Any way out of this dilemma? There are plenty of escapes and false starts. We see them every day: there are those who absolutize money ("there is no idol that demeans the human being more than money," writes Zeldin), health, pleasure, beauty, success. And he burns incense incessantly on the altar of his idol. Because an absolute yes to something is fed by many noes to everything else, be it family, bonds of friendship, one's own conscience or even God himself. But reality always ends up punishing the fugitive.

Our idols are a good thermometer of our scale of values. Who do we idolize the most? Maybe the one who scores the most goals, earns the most money, sells the most music, gets the most screen share, gets the most media coverage... The one who the market raises the most, and then, sometimes suddenly, leaves in free fall.

If at other times in history the dominant culture offered a firm instructions on which to build one's own life and social coexistence, today this is emphatically not the case. As Adam Zagajewski has written, we live "in a world torn apart, in a world where basic vital values are in tatters"; where it is not easy to find a minimum of plausible points of reference to share.

It is astonishing and refreshing to read today confessions like that of Christian Bobin: "What I love in a person is not his beauty or his strength or his wit; it is the intelligence of the bond he has been able to knot with life". Perhaps we should give more value to those who manage to combine the prose and the poetry of life; the outdated and the transcendent; even if these people are not shining stars, because, as Thoreau noted, "the hero is usually the simplest and most obscure of men".

I like to recall that the way to this achievement, that is, to marry earth and heaven, was already open two thousand years ago, when God the Son became flesh, like any of us, in the womb of a little girl from a lost village in Palestine.

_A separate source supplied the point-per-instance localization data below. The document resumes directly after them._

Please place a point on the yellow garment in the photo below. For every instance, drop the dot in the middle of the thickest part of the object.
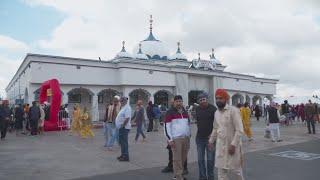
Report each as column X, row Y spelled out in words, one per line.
column 85, row 125
column 245, row 113
column 75, row 126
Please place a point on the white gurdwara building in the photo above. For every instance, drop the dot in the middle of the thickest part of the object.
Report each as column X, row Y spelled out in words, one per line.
column 149, row 73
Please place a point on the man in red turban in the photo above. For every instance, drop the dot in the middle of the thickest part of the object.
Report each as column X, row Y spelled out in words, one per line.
column 227, row 132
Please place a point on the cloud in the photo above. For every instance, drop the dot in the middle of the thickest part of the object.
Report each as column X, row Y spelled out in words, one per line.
column 9, row 44
column 277, row 38
column 8, row 67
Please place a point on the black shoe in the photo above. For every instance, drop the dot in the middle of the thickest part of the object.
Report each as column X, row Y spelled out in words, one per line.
column 185, row 172
column 176, row 178
column 167, row 170
column 124, row 159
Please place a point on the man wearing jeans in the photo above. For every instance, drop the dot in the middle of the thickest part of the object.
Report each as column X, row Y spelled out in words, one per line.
column 310, row 111
column 123, row 123
column 110, row 130
column 177, row 130
column 204, row 117
column 273, row 117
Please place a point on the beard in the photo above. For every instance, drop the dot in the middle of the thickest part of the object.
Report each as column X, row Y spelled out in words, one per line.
column 221, row 105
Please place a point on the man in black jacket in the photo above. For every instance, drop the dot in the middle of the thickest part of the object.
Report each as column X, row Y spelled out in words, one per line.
column 150, row 116
column 273, row 117
column 5, row 114
column 204, row 117
column 34, row 116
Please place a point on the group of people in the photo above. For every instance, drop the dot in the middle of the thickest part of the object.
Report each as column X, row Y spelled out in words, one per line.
column 218, row 138
column 220, row 129
column 22, row 119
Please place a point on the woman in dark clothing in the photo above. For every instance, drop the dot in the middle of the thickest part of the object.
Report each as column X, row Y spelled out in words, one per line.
column 18, row 116
column 257, row 112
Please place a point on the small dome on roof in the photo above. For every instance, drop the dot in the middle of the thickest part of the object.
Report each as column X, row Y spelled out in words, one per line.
column 213, row 58
column 123, row 53
column 153, row 48
column 140, row 55
column 178, row 55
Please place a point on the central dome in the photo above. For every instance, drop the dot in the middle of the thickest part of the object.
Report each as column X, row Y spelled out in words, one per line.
column 153, row 48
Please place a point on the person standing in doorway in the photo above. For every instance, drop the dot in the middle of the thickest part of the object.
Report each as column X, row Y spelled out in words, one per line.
column 34, row 116
column 139, row 118
column 257, row 112
column 205, row 117
column 150, row 115
column 110, row 130
column 245, row 116
column 5, row 114
column 169, row 167
column 123, row 123
column 177, row 131
column 273, row 117
column 157, row 114
column 310, row 112
column 227, row 132
column 41, row 121
column 18, row 116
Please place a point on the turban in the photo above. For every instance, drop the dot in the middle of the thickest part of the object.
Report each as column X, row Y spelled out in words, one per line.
column 177, row 97
column 223, row 93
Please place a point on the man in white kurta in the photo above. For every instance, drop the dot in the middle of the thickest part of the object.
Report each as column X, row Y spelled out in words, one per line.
column 227, row 133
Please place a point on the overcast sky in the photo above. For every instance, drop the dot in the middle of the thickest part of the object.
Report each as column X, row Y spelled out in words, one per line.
column 271, row 38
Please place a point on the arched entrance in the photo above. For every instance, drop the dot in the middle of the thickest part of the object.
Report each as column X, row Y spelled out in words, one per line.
column 257, row 100
column 193, row 96
column 105, row 98
column 236, row 99
column 162, row 97
column 51, row 89
column 26, row 96
column 139, row 94
column 81, row 96
column 248, row 99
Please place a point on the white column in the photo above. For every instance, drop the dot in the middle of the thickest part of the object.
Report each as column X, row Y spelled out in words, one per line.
column 65, row 98
column 230, row 99
column 94, row 108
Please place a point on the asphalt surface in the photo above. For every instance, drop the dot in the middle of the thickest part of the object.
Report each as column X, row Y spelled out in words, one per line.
column 259, row 165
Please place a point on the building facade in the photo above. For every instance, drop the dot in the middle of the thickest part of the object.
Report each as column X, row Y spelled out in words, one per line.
column 149, row 73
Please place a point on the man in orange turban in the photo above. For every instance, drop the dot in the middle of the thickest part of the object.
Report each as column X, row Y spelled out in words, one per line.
column 227, row 132
column 221, row 98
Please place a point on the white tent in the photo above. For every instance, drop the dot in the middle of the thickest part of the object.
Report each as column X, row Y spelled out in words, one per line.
column 296, row 99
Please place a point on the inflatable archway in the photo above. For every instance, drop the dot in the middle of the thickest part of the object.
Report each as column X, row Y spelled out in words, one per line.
column 54, row 86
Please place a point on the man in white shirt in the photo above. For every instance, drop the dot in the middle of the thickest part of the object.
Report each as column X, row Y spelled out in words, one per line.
column 123, row 123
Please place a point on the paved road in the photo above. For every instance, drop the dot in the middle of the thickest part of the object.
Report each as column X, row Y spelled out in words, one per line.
column 259, row 165
column 59, row 156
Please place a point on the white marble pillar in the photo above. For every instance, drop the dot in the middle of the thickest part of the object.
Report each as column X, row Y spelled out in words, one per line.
column 94, row 108
column 65, row 98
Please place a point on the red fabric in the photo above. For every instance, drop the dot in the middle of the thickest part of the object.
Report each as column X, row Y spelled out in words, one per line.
column 222, row 93
column 53, row 84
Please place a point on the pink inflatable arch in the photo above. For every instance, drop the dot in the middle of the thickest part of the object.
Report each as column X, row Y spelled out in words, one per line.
column 53, row 84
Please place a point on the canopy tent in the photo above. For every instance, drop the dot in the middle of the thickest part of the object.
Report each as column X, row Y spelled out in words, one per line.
column 296, row 99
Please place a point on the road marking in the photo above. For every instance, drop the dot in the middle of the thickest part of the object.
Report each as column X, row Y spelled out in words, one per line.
column 297, row 155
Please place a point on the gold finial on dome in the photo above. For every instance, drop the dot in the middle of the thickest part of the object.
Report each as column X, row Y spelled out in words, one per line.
column 151, row 21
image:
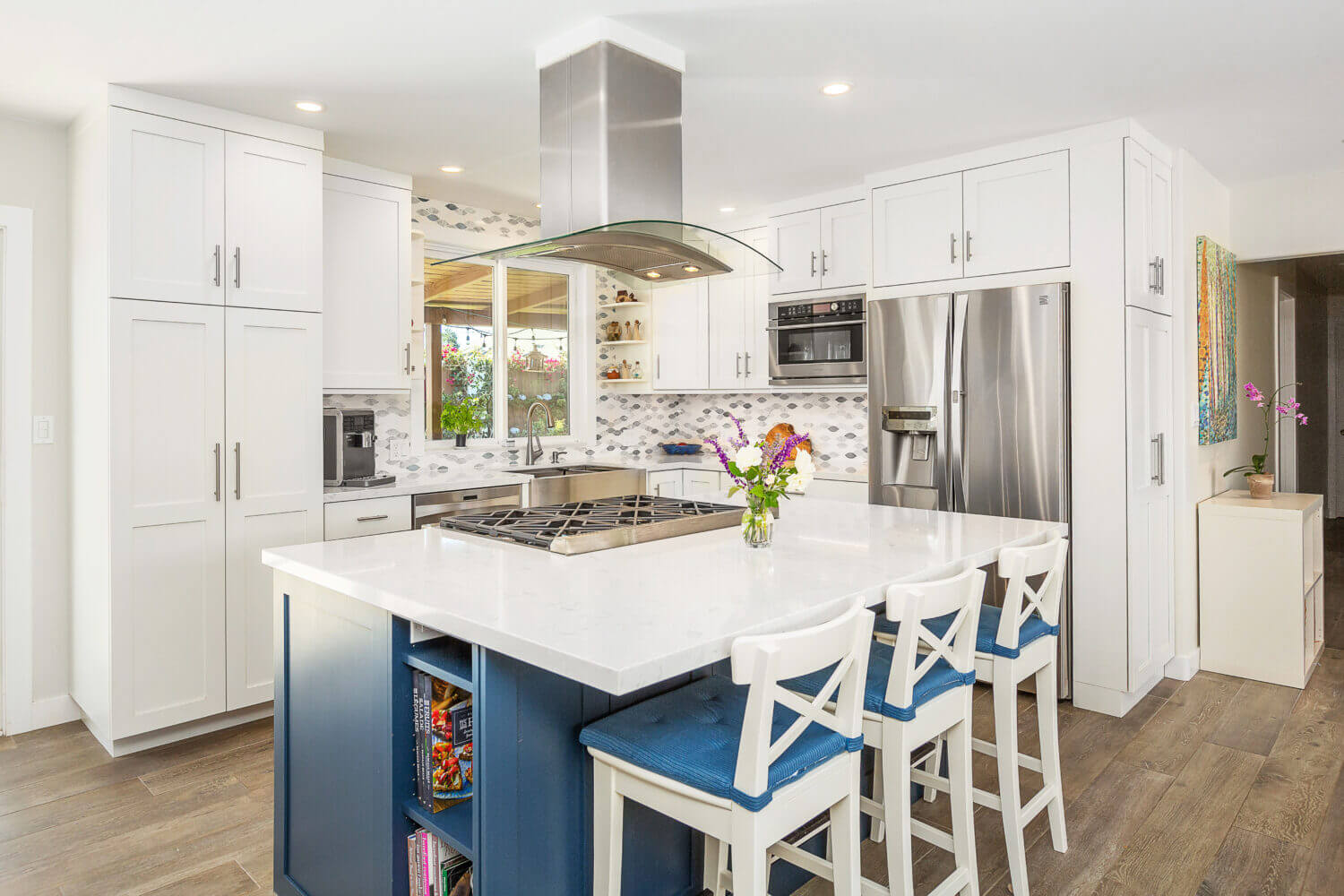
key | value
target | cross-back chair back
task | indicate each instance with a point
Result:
(917, 648)
(763, 661)
(1050, 557)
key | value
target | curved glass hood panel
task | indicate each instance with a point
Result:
(652, 250)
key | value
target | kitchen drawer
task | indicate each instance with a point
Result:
(368, 516)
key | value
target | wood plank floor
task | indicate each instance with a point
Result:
(1210, 788)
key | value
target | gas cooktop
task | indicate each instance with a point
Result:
(581, 527)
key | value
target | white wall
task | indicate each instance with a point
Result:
(1204, 209)
(32, 175)
(1282, 217)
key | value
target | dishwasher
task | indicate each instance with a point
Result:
(432, 506)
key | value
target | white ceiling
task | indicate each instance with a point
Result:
(1250, 88)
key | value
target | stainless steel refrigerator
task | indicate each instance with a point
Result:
(968, 409)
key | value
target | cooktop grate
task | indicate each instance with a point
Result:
(581, 527)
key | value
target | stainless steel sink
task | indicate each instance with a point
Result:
(566, 482)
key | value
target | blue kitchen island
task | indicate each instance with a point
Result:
(545, 643)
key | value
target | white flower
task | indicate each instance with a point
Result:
(749, 457)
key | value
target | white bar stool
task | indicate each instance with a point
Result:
(744, 764)
(918, 689)
(1016, 642)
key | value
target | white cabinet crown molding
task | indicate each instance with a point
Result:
(222, 118)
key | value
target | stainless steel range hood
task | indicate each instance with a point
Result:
(612, 174)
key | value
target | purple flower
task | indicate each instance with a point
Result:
(723, 458)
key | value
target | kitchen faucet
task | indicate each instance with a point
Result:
(532, 454)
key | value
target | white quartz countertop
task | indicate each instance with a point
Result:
(631, 616)
(445, 479)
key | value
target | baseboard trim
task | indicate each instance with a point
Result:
(54, 711)
(151, 739)
(1183, 665)
(1107, 700)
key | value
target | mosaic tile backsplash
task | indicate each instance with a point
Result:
(629, 427)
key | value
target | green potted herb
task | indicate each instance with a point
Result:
(460, 419)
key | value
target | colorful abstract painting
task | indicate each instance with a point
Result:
(1215, 271)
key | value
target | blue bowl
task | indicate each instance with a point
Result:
(682, 449)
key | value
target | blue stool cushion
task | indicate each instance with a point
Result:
(1031, 629)
(693, 734)
(938, 678)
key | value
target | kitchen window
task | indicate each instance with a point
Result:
(497, 338)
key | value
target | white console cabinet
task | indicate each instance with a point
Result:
(1261, 586)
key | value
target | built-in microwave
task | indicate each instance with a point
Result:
(819, 343)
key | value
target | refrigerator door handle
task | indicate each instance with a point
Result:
(956, 403)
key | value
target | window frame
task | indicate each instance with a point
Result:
(582, 327)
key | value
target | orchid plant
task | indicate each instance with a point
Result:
(758, 470)
(1276, 413)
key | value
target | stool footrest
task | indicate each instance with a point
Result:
(1037, 804)
(1030, 763)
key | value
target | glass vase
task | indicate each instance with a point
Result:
(757, 527)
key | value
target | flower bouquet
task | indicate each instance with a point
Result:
(760, 471)
(1261, 482)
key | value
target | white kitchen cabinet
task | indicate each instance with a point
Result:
(995, 220)
(680, 335)
(844, 245)
(1148, 368)
(796, 245)
(1015, 215)
(702, 482)
(273, 206)
(820, 249)
(203, 215)
(917, 231)
(728, 320)
(166, 209)
(166, 662)
(1261, 610)
(271, 397)
(1148, 230)
(367, 285)
(367, 516)
(666, 484)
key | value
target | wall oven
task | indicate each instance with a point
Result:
(819, 343)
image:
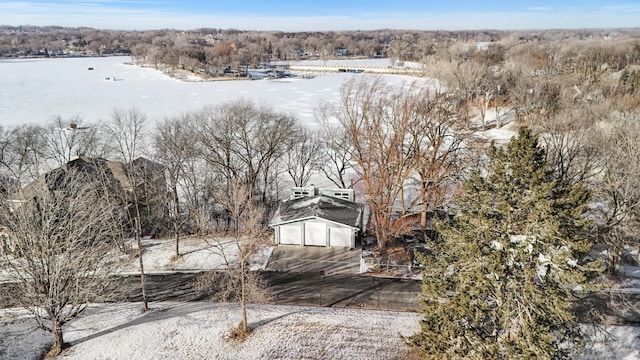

If we really knew what we were saying when we confessed to believe that God became man, there would be a radical change in our lives, like Saul of Tarsus. Since then, in the first century of our era, from the moment of the Incarnation, the path has been open for the flesh and the spirit to live in harmony. Always, of course, with the harmony attainable "in this valley of tears".

There is no longer anything fully human that cannot be amassed with the divine. The most prosaic has ceased to be at odds with the most sublime. St. Paul left it written: "Whether you eat or drink or whatever you do, do all to the glory of God. It is an idea that fascinated Josemaría Escrivá, who proclaimed that "the divine ways of the earth" had been opened. I had the good fortune to be at campus at the University of Navarre on October 8, 1967, fifty years ago. Perhaps I was not fully aware of the relevance of what that priest was saying. But the echo of those words has not faded in my ears: "When a Christian carries out the most insignificant of daily actions with love, it is overflowing with the transcendence of God. That is why I have repeated to you, with a repeated hammering, that the Christian vocation consists in making hendecasyllables of the prose of each day. On the horizon line, my children, heaven and earth seem to meet. But no, where they really come together is in your hearts, when you live your ordinary life in holiness...".

If the mythical King Midas turned everything he touched into gold, the Christian treasures the unprecedented School to decorate with a bath of light everything that comes out of his hands.